輸入時は「検査済み」のシールが
そんな英国一番人気の品種が、日本では規制対象の品種だったということだ。「適法だと疑わずに農場で栽培し、苗にして販売していました。分かった時はまさかという気持ちでした」と担当者は話しており、同社としても思いもよらなかったようだ。
苗の形状などの特徴を見た来園客から5月7日に「違法の可能性がある」と指摘を受けた同社は、県に報告して調査を依頼。違法な「ケシ」だったと発覚した。37株が販売され、15日の時点で13株が未回収だという。同社担当者は「お客様にご迷惑をおかけし、大変申し訳ないと思っている」と話している。
一方、違法なケシが輸入できた経緯はよくわかっていない。一般に輸入物品は各種法規に違反していないかを確認し、必要な手続きを経た上で税関を通過する。日本貿易振興機構(JETRO)などのウェブサイトによると、ケシの実(種)は輸入に際し「あらかじめ熱処理等によって発芽不能の処理を施したもの」でなければならない。
同社発表文には、今回の種について「英国から直輸入し、日本で通関されたものです」との記述がある。同社担当者も取材に対し「輸入にあたっては日本の植物防疫所の検査を受け、検査済みのシールが貼られていた」と明かした。
J-CASTニュースが5月15日、厚生労働省の医薬・生活衛生局 監視指導・麻薬対策課の担当者に取材したところによると、「パパヴェル・ソムニフェルム・エル」は麻薬単一条約上の規制対象となっており、英国も日本もこれを批准しているが、実際の規制の内容や運用は条約を実効たらしめるための各国の法律に委ねられる部分がある。そのため、国によって扱いに差が出る場合があり、日本と英国とでは栽培や販売などの規制の在り方が異なっている可能性があるというが、詳しいことはわかっていない。

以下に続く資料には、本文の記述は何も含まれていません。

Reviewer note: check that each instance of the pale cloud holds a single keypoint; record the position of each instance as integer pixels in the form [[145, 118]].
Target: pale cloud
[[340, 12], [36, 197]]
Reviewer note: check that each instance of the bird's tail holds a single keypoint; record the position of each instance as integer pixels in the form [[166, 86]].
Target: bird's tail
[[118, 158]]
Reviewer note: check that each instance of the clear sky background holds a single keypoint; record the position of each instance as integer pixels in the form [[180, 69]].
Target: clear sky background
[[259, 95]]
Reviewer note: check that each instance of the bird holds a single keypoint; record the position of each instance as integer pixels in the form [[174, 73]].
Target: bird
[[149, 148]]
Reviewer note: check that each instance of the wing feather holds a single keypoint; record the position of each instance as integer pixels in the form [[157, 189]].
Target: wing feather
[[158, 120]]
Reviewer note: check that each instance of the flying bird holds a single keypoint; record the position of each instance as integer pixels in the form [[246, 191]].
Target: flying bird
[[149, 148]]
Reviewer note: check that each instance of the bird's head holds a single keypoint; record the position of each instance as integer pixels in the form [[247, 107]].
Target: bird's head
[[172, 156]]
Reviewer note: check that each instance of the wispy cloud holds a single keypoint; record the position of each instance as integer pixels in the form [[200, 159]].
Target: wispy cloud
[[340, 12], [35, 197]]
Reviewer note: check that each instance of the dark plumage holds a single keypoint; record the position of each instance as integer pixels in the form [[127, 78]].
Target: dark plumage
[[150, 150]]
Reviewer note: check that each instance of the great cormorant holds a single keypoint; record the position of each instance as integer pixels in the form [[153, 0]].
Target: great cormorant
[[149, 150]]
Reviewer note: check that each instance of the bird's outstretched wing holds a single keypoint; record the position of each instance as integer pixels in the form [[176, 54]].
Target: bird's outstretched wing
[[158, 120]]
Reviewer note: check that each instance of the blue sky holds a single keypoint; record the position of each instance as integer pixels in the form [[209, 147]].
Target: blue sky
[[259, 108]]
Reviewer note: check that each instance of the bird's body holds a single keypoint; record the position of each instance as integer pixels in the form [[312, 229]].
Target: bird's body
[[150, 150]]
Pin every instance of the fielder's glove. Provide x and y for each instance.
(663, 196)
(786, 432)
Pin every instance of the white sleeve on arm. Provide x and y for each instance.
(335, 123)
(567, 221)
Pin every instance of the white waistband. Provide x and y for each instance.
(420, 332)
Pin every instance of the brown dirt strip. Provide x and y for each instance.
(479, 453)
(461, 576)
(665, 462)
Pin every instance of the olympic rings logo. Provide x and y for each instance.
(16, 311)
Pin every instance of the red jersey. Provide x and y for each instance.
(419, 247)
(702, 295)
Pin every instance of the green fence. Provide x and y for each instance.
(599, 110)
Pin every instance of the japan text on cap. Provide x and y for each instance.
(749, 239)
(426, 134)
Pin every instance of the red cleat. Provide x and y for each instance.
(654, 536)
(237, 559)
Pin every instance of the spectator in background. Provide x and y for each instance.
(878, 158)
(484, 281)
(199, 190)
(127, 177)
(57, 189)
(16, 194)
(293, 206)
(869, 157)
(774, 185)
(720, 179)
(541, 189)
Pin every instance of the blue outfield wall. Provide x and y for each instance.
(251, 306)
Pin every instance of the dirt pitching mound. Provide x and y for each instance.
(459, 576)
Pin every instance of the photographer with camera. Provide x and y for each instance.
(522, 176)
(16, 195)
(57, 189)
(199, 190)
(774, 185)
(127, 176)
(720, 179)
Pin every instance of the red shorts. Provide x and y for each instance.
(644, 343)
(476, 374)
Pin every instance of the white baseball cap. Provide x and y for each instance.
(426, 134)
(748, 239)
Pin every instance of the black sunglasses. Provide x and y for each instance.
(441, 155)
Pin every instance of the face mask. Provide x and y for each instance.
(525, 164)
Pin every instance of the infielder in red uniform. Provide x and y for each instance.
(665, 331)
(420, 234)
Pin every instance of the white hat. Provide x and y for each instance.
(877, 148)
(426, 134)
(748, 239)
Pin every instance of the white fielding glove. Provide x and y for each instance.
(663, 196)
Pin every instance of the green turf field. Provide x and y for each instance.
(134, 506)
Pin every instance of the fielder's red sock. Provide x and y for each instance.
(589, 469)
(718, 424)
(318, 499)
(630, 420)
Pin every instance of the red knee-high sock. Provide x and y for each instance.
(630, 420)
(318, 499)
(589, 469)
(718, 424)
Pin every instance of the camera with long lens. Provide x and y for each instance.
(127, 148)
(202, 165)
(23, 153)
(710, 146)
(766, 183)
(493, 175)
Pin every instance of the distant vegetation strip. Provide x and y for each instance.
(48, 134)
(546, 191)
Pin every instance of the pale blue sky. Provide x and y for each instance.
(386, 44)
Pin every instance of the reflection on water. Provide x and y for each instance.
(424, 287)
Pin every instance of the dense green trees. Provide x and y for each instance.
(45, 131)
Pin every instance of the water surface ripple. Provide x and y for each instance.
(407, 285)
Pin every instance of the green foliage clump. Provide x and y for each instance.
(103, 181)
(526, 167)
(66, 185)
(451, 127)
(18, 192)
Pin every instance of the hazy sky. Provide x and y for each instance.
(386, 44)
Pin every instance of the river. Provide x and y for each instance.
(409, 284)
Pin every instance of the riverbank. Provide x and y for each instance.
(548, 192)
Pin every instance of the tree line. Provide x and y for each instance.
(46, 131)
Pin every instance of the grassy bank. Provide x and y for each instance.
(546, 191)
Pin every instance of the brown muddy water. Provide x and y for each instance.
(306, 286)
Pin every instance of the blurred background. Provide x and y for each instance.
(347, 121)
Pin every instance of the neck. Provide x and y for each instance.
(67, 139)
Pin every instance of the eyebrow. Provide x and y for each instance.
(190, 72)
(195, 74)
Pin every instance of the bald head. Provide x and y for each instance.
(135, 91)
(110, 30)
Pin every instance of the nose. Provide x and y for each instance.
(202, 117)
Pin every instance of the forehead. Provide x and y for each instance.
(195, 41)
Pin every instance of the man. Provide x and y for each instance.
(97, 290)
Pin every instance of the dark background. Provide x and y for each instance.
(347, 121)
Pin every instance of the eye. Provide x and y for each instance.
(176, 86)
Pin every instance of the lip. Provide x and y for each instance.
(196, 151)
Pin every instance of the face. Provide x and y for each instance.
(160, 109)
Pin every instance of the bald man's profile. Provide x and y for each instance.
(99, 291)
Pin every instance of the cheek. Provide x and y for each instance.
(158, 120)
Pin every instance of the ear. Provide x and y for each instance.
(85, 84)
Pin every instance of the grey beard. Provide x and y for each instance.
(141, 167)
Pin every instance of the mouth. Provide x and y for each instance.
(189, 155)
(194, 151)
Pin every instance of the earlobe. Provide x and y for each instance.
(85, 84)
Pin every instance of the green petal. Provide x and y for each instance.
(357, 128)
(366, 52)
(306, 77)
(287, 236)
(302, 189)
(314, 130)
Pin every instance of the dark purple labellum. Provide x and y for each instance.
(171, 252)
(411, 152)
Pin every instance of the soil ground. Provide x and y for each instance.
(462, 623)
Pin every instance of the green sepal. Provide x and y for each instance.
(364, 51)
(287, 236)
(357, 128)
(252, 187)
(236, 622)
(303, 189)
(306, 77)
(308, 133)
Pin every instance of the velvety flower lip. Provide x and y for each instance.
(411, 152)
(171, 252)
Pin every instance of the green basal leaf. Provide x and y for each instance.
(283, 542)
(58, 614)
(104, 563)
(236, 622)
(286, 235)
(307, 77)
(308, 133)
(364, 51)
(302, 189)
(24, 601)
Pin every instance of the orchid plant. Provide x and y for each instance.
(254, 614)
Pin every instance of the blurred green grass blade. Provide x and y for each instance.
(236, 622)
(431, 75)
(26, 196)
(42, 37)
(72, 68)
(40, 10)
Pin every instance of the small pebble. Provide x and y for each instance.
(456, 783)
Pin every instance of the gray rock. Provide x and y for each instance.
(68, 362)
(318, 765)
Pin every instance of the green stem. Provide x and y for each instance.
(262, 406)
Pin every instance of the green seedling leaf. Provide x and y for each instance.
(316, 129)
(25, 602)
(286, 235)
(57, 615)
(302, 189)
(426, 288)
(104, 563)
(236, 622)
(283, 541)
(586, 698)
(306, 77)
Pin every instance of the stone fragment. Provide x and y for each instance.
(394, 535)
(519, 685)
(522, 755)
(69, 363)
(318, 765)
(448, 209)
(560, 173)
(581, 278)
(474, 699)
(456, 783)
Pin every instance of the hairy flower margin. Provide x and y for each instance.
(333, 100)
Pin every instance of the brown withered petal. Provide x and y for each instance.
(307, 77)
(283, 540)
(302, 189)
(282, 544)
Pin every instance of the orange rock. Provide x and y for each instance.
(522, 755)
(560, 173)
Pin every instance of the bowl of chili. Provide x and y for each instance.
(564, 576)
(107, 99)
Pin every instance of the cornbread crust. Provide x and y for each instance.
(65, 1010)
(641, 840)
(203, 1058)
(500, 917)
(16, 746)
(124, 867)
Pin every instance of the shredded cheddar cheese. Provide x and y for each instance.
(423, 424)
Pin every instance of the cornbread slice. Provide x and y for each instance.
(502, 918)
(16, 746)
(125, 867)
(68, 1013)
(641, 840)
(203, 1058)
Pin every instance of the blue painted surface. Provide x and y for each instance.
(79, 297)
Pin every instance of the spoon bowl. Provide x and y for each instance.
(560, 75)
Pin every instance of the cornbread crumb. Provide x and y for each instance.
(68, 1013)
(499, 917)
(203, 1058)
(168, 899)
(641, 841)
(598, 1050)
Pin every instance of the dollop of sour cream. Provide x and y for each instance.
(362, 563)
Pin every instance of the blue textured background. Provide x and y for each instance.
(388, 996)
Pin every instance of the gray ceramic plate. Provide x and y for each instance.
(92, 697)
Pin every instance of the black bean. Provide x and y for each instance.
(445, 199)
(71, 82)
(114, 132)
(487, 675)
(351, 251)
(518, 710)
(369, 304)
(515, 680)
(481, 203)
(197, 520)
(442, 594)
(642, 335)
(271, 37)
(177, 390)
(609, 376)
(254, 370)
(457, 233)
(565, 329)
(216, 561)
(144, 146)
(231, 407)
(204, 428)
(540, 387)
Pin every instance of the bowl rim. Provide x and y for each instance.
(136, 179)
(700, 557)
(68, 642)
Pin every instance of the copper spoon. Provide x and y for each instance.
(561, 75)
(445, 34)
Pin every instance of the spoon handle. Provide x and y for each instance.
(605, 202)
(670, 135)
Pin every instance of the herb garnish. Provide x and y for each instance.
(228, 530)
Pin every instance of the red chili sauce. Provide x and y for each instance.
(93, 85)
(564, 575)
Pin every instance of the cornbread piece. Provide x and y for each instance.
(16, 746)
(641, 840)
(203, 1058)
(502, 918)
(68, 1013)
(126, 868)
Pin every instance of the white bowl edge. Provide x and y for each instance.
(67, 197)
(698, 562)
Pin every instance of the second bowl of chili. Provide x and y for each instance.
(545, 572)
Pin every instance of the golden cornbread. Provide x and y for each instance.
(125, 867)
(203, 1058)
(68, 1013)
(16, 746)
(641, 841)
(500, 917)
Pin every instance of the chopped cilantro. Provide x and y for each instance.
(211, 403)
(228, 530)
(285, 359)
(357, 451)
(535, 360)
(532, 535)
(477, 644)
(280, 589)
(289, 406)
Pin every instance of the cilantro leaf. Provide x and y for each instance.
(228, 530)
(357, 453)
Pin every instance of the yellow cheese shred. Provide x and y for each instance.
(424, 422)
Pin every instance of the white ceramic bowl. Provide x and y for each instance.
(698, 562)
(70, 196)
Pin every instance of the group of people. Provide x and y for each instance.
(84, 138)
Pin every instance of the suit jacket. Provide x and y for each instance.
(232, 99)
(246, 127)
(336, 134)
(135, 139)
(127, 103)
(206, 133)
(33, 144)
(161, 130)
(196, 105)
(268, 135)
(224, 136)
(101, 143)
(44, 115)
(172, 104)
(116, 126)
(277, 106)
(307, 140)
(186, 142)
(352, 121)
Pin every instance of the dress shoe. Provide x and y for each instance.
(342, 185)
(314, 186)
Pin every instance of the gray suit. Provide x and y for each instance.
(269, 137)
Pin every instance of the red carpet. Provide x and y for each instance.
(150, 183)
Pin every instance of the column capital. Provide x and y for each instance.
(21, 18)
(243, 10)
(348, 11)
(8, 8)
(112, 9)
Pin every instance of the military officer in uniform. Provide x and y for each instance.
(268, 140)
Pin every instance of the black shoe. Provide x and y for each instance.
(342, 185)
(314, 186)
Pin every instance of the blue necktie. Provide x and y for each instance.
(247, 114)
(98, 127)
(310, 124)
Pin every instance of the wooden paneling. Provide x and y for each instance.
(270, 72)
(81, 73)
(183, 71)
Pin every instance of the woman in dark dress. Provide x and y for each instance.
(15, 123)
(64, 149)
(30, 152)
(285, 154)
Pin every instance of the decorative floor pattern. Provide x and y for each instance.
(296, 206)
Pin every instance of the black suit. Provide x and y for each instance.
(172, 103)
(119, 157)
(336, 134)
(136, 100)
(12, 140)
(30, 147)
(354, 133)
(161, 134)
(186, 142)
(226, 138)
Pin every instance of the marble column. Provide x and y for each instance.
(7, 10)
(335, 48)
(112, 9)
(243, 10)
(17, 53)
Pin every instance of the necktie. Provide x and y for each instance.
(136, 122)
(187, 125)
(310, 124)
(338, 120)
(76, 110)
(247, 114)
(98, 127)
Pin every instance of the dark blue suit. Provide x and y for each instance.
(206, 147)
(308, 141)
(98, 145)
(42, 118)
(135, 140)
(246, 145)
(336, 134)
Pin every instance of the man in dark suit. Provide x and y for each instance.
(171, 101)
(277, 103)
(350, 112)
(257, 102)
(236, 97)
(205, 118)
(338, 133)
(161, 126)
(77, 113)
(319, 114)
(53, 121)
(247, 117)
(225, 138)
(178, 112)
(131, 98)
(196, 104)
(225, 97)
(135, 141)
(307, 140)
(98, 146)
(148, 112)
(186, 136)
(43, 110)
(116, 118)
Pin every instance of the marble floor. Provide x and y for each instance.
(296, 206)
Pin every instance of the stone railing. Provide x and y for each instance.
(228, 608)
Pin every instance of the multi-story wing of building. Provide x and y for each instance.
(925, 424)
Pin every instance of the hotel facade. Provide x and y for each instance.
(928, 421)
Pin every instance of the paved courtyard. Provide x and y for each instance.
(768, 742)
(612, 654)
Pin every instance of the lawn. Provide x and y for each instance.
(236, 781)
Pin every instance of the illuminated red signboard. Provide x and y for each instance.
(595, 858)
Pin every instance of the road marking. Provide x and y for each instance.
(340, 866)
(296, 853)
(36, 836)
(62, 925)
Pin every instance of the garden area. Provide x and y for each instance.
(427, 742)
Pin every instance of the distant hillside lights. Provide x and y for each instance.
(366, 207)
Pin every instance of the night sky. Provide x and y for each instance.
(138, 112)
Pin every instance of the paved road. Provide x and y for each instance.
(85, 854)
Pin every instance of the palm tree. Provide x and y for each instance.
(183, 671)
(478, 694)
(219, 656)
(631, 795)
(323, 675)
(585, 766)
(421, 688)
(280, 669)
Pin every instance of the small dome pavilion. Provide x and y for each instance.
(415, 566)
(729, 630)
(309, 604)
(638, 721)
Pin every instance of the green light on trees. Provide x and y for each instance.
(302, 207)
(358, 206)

いずれにしても日本国内では違法なケシだったわけだが、長野県の担当者は「業者としては『違法なものは輸入時に止められるはず』という前提で輸入するだろう。どういう経緯で発芽可能な状態のまま輸入に至ったかははっきりと分からない」としている。そして「とにかく今はケシの拡散を防ぐため、早急に回収を進める」と話している。